I think you're missing the point. How does Stable Diffusion know "what does saurik look like?". The answer is of course that it's seen saurik's profile pic in training data. Stable Attribution is not showing that.
As another comment[1] points out:
> This appears to be just looking for the nearest neighbors of the image in embedding space and calling those the source data.
Stylistically similar images are not the same as source images.
I think you may have a point. I can see familiar references and recognize certain artists in ai art without help, yet when I look at the supposed source photos, for the most part, I dont really see it.
Interesting. So it only shows images that were transformed / mixed to get the output, but does not show images used to learn how to transform / select them?
Sounds very much like a human would do it.
If I 'know' how to recognize saurik and I know how anime is supposed to look like, I can check my digital photo library for a picture of saurik and than use that picture as a template to draw an anime version of saurik. If someone later asked me what pictures I used the photo is the only one I'd present. Not the thousands of anime pictures I have seen teaching me what anime looks like, nor the picture my eyes took meeting saurik.
I think saying exactly what an ai of sufficient complexity is doing is a mater for philosophy more than science. But idk if transforming or mixing is how I’d describe what this is doing. In particular it truly does not have a complete representation of any of the images it was trained on. They just wouldn’t fit. It does of course have an understanding of how embeddings relate to images that is informed by the images it’s seen so maybe that counts, but I’m not sure if it’s useful in understanding the limitations or how to improve models like it
> i spoke to law profs about this - the analogy which kept coming up is the vcr. initially basically a piracy machine, it brought to life an enormous content market. had it been banned, creators would have been worse off in the long run.
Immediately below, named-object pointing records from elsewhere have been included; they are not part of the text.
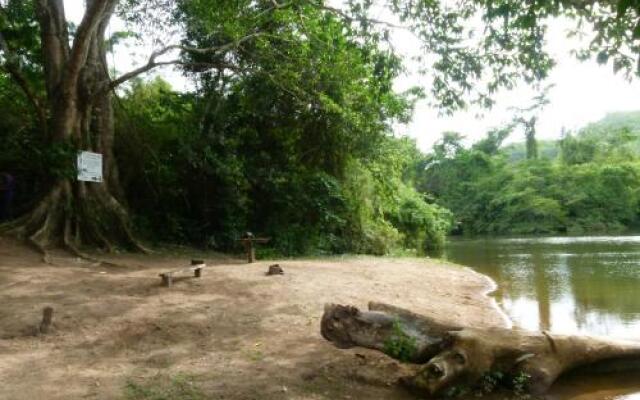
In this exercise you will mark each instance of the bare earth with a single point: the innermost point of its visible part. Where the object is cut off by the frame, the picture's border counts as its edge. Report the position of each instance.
(234, 333)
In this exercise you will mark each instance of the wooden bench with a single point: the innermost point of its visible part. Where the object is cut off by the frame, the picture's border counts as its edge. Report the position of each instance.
(196, 267)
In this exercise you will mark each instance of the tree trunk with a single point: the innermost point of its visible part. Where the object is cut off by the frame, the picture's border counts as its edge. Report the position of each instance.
(454, 357)
(77, 213)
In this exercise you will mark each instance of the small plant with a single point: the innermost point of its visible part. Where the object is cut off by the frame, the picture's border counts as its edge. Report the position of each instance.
(520, 382)
(456, 391)
(491, 381)
(400, 345)
(159, 388)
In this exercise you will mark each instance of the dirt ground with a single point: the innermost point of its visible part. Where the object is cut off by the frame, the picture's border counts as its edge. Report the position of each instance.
(234, 333)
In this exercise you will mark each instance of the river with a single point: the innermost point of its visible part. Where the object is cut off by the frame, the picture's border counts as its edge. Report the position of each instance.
(575, 285)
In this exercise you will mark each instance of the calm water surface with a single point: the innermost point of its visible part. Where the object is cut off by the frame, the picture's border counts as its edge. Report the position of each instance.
(576, 285)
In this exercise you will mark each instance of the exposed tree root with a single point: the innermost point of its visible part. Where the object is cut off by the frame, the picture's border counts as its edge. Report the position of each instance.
(73, 215)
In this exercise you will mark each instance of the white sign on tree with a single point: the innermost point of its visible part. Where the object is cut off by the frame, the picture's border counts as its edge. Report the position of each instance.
(89, 166)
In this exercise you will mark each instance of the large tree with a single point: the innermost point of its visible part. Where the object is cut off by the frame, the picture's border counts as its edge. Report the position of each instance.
(69, 87)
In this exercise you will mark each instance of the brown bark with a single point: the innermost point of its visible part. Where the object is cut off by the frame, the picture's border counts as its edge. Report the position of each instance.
(75, 213)
(462, 357)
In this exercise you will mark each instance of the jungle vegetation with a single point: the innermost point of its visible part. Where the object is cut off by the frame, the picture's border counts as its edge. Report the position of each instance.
(288, 132)
(588, 182)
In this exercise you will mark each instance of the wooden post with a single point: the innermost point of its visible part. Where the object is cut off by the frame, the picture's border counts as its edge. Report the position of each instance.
(47, 317)
(166, 280)
(251, 251)
(197, 271)
(249, 245)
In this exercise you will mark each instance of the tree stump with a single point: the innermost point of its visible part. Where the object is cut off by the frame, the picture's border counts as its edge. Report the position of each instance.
(275, 269)
(47, 319)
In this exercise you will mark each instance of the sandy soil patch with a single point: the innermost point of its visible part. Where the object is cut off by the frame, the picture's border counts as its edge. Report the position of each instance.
(234, 333)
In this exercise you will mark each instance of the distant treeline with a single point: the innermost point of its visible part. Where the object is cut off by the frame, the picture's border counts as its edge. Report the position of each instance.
(299, 149)
(586, 182)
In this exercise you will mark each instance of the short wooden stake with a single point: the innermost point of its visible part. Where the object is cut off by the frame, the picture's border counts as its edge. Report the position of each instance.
(47, 318)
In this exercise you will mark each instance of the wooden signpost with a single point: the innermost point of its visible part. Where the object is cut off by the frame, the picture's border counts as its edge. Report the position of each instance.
(248, 240)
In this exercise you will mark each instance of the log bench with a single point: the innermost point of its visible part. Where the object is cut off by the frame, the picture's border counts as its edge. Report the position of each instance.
(196, 267)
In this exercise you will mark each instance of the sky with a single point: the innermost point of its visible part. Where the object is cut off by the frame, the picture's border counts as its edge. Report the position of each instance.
(583, 92)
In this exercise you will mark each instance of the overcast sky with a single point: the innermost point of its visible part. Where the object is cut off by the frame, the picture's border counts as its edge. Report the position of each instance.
(583, 92)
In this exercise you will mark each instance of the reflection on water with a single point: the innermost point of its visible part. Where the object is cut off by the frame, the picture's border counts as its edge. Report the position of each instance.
(587, 285)
(575, 285)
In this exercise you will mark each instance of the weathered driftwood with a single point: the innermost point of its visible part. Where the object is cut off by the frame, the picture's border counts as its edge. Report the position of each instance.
(47, 318)
(453, 356)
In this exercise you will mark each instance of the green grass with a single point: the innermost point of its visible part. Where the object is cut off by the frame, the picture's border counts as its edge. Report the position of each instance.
(178, 387)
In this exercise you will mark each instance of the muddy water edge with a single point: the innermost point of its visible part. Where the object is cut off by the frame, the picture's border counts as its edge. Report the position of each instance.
(574, 285)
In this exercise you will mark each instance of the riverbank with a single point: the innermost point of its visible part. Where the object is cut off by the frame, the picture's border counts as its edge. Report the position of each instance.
(234, 333)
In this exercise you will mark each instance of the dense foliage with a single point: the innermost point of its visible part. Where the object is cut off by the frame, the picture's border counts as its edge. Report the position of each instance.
(300, 150)
(590, 183)
(289, 130)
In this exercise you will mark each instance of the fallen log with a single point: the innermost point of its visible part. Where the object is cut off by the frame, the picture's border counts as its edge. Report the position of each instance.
(457, 357)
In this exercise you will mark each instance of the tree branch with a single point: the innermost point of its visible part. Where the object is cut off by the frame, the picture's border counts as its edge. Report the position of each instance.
(152, 63)
(55, 41)
(18, 77)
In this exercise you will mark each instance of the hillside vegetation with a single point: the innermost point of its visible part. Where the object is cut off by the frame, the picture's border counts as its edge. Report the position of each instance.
(586, 182)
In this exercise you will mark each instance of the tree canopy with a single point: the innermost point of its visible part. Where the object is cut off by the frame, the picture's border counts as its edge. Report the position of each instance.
(289, 131)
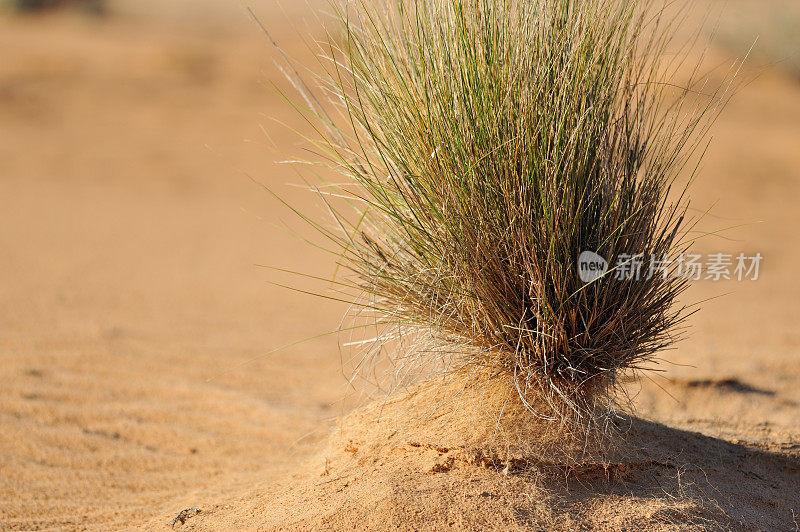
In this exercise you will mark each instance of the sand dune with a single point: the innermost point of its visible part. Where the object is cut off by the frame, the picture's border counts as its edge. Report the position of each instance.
(129, 235)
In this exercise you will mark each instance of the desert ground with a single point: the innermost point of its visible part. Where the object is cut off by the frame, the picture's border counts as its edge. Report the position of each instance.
(134, 316)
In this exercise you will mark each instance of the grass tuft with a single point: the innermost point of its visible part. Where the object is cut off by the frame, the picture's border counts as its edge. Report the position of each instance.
(480, 147)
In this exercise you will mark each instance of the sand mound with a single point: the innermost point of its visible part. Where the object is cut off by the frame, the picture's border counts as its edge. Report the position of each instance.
(379, 471)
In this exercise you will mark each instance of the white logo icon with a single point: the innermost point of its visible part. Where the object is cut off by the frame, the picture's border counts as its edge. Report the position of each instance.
(591, 266)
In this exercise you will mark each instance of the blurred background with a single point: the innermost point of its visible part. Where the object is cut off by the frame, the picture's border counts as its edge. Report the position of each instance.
(132, 138)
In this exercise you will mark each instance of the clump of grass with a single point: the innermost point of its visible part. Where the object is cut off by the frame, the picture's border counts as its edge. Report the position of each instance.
(481, 146)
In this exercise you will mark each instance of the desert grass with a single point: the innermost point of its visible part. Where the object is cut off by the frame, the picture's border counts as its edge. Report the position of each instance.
(479, 146)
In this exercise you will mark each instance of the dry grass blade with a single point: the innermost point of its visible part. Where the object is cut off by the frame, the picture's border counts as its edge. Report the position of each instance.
(484, 144)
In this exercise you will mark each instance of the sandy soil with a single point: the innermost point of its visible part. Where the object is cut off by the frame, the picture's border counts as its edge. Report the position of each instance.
(130, 231)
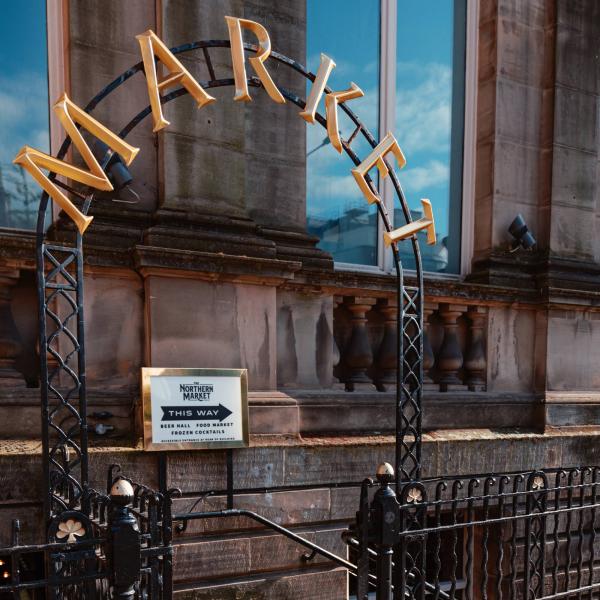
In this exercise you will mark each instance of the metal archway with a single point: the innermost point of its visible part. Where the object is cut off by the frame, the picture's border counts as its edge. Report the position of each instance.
(65, 448)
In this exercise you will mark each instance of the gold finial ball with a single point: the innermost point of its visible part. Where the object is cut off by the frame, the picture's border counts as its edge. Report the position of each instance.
(385, 470)
(121, 492)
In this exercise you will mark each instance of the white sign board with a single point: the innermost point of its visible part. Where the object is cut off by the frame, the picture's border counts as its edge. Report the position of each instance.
(188, 409)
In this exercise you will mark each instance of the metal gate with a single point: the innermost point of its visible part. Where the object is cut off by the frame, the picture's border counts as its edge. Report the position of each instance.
(511, 535)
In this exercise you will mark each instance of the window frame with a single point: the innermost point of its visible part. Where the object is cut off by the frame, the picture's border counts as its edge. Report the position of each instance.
(387, 119)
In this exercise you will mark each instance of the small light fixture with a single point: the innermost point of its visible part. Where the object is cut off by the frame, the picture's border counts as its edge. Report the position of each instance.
(521, 234)
(116, 170)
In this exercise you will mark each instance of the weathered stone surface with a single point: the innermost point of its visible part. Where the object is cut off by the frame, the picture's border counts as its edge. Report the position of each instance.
(304, 340)
(574, 181)
(114, 321)
(198, 560)
(573, 351)
(518, 111)
(576, 119)
(202, 177)
(520, 52)
(199, 324)
(572, 231)
(510, 358)
(324, 585)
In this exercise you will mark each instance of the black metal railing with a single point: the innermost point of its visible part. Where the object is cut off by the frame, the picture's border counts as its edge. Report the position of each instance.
(502, 536)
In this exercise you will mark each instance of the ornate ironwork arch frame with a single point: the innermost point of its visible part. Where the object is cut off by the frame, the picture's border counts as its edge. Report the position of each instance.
(67, 454)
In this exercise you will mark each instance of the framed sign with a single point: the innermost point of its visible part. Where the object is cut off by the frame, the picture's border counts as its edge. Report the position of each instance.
(187, 409)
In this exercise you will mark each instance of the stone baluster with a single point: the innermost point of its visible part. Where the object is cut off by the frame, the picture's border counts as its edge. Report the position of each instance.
(10, 344)
(428, 357)
(450, 357)
(386, 361)
(336, 356)
(475, 359)
(358, 355)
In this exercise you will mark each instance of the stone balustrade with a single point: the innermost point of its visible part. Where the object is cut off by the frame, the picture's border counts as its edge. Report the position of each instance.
(454, 344)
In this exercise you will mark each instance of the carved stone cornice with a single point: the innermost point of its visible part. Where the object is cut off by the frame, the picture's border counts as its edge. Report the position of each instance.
(212, 266)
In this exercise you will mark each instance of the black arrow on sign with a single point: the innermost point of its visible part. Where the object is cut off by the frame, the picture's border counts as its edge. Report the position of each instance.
(195, 413)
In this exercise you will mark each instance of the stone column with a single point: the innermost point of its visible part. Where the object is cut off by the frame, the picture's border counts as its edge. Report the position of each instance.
(387, 362)
(358, 354)
(10, 344)
(428, 357)
(475, 359)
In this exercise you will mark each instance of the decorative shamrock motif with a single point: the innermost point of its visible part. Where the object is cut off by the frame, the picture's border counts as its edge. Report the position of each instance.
(414, 495)
(70, 528)
(537, 483)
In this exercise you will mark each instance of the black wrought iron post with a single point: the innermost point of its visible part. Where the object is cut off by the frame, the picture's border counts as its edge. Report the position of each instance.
(124, 550)
(386, 518)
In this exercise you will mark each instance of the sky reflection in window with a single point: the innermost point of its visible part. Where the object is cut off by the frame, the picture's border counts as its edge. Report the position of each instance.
(337, 212)
(23, 106)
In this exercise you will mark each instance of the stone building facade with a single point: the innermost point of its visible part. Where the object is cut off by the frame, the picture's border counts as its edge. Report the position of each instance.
(214, 268)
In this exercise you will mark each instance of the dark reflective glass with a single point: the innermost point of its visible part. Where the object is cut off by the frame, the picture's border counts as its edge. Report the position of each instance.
(348, 32)
(429, 121)
(23, 106)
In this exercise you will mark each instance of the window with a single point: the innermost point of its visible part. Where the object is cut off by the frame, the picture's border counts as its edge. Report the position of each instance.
(348, 32)
(426, 83)
(23, 106)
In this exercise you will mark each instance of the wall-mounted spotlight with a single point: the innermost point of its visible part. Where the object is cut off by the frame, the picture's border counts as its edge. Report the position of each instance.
(118, 174)
(521, 234)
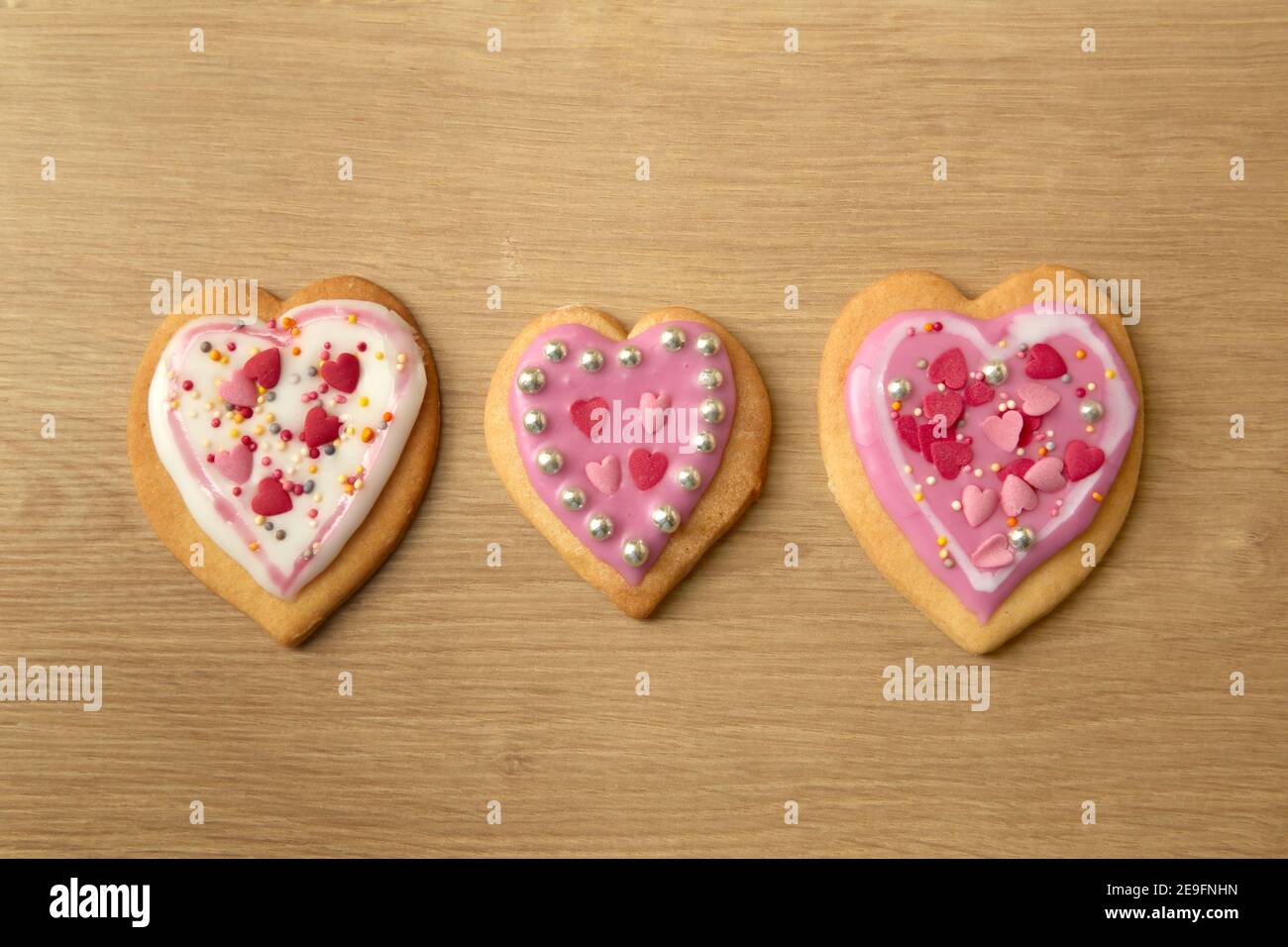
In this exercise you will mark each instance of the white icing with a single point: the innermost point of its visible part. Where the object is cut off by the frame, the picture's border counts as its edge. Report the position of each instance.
(339, 513)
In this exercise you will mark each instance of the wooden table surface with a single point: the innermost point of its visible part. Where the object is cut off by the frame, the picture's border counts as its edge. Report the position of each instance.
(768, 169)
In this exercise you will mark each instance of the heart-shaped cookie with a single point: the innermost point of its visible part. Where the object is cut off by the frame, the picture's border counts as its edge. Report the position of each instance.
(974, 508)
(294, 447)
(634, 454)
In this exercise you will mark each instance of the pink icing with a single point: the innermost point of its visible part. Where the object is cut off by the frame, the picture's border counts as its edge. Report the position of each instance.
(671, 379)
(237, 513)
(1063, 508)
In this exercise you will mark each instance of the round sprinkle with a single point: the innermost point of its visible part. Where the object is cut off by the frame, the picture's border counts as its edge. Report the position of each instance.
(599, 527)
(549, 460)
(533, 421)
(532, 380)
(634, 553)
(666, 519)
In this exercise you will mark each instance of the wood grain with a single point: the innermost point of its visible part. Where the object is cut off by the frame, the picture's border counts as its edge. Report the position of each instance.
(516, 169)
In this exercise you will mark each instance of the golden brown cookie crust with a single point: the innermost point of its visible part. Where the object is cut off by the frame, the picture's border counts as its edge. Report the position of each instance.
(288, 622)
(881, 539)
(734, 487)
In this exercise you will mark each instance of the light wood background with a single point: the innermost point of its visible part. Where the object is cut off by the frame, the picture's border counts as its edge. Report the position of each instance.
(768, 169)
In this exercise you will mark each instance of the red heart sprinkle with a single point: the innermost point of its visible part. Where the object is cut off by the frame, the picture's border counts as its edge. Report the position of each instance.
(343, 372)
(949, 368)
(270, 499)
(951, 457)
(1043, 363)
(581, 412)
(1081, 460)
(1019, 467)
(947, 403)
(647, 468)
(907, 428)
(979, 393)
(320, 428)
(265, 368)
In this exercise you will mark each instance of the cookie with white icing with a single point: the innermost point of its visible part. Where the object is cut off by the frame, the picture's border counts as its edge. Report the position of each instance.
(978, 445)
(295, 447)
(630, 453)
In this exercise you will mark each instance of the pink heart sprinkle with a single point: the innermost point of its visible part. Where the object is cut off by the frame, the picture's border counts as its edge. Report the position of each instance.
(1018, 496)
(1004, 431)
(605, 474)
(978, 504)
(1037, 398)
(993, 553)
(239, 389)
(235, 464)
(1047, 474)
(652, 407)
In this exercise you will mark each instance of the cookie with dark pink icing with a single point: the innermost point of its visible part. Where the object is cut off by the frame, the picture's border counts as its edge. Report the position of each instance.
(978, 446)
(631, 454)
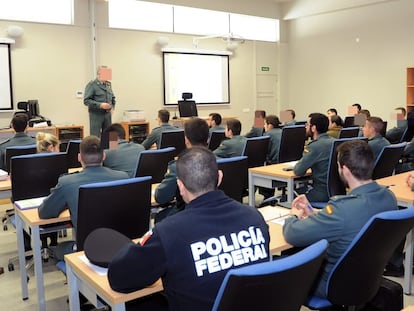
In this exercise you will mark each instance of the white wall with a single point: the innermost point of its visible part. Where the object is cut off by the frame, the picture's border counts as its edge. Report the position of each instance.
(327, 67)
(52, 62)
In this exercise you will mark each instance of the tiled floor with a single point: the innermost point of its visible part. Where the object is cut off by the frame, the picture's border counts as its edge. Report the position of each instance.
(56, 290)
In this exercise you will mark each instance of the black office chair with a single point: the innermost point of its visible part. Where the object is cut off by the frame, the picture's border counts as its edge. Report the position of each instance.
(349, 121)
(348, 132)
(292, 142)
(16, 151)
(33, 176)
(72, 151)
(235, 177)
(282, 284)
(154, 163)
(216, 138)
(387, 160)
(355, 278)
(173, 139)
(256, 150)
(123, 205)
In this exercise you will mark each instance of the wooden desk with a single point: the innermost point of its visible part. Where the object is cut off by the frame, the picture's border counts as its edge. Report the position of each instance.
(29, 220)
(264, 176)
(82, 278)
(405, 197)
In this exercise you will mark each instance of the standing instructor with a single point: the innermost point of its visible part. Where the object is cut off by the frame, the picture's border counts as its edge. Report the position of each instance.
(100, 101)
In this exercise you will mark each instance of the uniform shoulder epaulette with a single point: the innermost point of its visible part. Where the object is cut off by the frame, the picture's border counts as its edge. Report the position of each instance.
(337, 198)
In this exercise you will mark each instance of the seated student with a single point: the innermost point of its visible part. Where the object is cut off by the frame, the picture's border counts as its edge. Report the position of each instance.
(335, 126)
(192, 251)
(258, 124)
(316, 157)
(214, 123)
(155, 135)
(372, 130)
(66, 193)
(343, 217)
(232, 147)
(19, 124)
(195, 134)
(394, 134)
(124, 157)
(291, 120)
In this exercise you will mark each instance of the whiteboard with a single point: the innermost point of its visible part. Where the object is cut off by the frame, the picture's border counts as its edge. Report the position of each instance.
(6, 98)
(206, 76)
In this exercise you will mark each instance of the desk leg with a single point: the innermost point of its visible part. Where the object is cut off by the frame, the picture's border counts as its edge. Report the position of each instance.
(74, 303)
(408, 263)
(290, 188)
(22, 259)
(38, 267)
(251, 190)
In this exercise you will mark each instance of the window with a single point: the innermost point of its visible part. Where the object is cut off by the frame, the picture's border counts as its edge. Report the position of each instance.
(43, 11)
(142, 15)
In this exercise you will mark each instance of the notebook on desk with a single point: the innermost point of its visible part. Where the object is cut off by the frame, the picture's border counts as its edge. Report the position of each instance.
(29, 203)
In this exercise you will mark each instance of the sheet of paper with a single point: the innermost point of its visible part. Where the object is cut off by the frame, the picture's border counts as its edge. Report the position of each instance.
(97, 269)
(29, 203)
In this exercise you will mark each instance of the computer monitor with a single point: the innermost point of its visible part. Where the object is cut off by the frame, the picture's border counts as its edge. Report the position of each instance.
(187, 108)
(33, 108)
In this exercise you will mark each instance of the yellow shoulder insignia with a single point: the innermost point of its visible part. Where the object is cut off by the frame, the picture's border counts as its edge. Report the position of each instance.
(329, 210)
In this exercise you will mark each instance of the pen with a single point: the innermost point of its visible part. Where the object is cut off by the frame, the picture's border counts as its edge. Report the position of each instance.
(310, 208)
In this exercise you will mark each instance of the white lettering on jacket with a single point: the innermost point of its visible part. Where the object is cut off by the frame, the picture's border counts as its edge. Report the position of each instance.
(222, 253)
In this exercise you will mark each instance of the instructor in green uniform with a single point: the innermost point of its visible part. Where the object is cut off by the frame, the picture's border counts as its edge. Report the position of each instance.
(100, 100)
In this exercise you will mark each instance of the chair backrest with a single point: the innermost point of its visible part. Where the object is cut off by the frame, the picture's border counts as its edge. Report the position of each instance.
(72, 151)
(356, 276)
(349, 121)
(16, 151)
(215, 139)
(348, 132)
(234, 176)
(387, 160)
(154, 163)
(256, 150)
(34, 175)
(292, 142)
(173, 139)
(123, 205)
(281, 284)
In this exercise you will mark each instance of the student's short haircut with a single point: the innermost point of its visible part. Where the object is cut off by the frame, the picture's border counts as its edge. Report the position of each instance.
(117, 128)
(321, 122)
(337, 120)
(273, 120)
(197, 169)
(358, 106)
(164, 115)
(196, 131)
(234, 125)
(19, 122)
(292, 112)
(376, 123)
(91, 151)
(216, 117)
(358, 157)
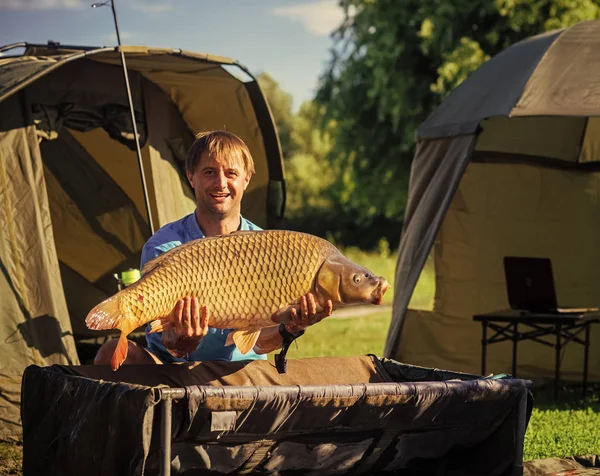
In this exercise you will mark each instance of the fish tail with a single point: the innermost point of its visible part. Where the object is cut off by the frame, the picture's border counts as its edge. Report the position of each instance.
(106, 315)
(120, 353)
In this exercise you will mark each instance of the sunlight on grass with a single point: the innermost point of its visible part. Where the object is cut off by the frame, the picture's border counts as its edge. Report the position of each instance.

It’s called Sony v Universal, and the legal doctrine for fair use that resulted is a test for “commercially significant non-infringing use”, of which a tool used for inpainting to remove power lines, latent space psychedelic visuals, and photo booth-painterly-style all are.
Imagine if Stable Diffusion was made illegal. Someone accuses me of using this illegal tool for one of these non-infringing uses, that is an image that doesn’t look like anyone else’s image as far as the court is concerned for copyright. I put the image on my website. If the image itself is not at all infringing, then what is the evidence that Stable Diffusion was used? Should the police be issued a warrant to search my private property for proof that I used Stable Diffusion without a shred of evidence or based on a tool that will always have both false positives and negatives?
I do want to clarify that I think stable diffusion and tools like it can engage in illegal copying. For example it will happily produce infringing images of logos and even somewhat random other images https://arxiv.org/pdf/2212.03860.pdf. It seems like it’s devoting an uneven amount of its weights to different images, but I remain unconvinced that’s all it can do, or at least anymore all it can do than for a human artist
This is what happens when you overtrain a model too. Recent developments have allowed partial sets of model weights called LoRAs to be added to the diffusion model. These models can be fine-tuned independently in under half an hour. If you set the learning rate too high, it will start reproducing the source material with extremely high fidelity. This is what overfitting does.
My conclusion is there is an argument to be made for infringement in some cases, but it's based on degrees instead of absolutes. If infringement is defined as "copyrighted works were used in this dataset", then at a certain point (low enough learning rate) it becomes impossible to tell if infringing data was used. You'd be working with weight amounts that are so miniscule they could be rounding errors, yet by that definition would still be infringing.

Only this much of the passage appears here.